Definitions of Vuvuzela: The farangi dictionary!
1. An object whose potential noise experience at the FIFA World Cup 2010 will always be missed by David Beckham, Ronaldinho, Michael Ballack, Rio Ferdinand and Michael Essien.
2. A stadium horn devised to produce ultrasonic waves as well as shock waves which shall now be the national election symbol of all African politicians.
3. A gift which every European is destined to present to his African friend, on the next Thanksgiving Day!
4. The cure for healing hearing disorders and choked ears, produced as a result of an extensive African teen-age medical research!

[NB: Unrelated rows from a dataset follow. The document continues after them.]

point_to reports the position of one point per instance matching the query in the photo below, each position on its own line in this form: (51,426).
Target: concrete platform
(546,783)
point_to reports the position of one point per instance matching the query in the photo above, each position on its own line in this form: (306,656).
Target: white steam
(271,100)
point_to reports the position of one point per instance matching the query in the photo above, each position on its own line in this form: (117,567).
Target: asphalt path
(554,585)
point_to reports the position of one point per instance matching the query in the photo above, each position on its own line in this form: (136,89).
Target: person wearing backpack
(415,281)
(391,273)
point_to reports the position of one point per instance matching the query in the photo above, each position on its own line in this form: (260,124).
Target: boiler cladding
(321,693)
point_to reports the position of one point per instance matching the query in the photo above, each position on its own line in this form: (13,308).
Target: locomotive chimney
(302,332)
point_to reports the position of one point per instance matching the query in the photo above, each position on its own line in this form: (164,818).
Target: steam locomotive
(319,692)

*Not to forget the complaints from Europe and others
During the FIFA World Cup 2010 and other tournaments played earlier in South Africa, many competitors have criticised and complained about the noise caused by the vuvuzela horns, including France’s Patrice Evra who blamed the horns for the team’s poor performance. Other critics include Lionel Messi who complained that the sound of the vuvuzelas hampered communication among players on the pitch, and broadcasting companies, who complained that commentators’ voices were being drowned out by the sound. Portugal’s Cristiano Ronaldo went on record to state that the sound of the vuvuzelas disturbed the teams’ concentration.
In 2005, prominent South African columnist and former sportswriter, Jon Qwelane, described the vuvuzela as “an instrument from hell” that had caused him to abandon watching live games, and urged that it be banned before the 2010 World Cup. The world football governing body, FIFA, expressed concerns that hooligans could use the instrument as a weapon and that businesses could place advertisements on vuvuzelas, in violation of FIFA regulations.
Some commentators have defended the vuvuzela as being an integral and unique part of South African football culture and say it adds to the atmosphere of the game. BBC sports commentator Farayi Mungazi said the sound of the horn was the “recognised sound of football in South Africa” and is “absolutely essential for an authentic South African footballing experience”. He also said there was no point in taking the world cup to Africa and then “trying to give it a European feel”. The Daily Telegraph‘s chief sports reporter Paul Kelso described critics of the vuvuzela as “killjoys” and said they should “stop moaning”.
In response to criticism of the horn’s use, President of FIFA Sepp Blatter commented, “I have always said that Africa has a different rhythm, a different sound. I don’t see banning the music traditions of fans in their own country. Would you want to see a ban on the fan traditions in your country? We should not try to Europeanise an African World Cup.”
Not to forget, broadcasters have considered filtering the sound out of their broadcasts. All because of this monster, vuvuzela! Better call it, the vuvu-’zilla’!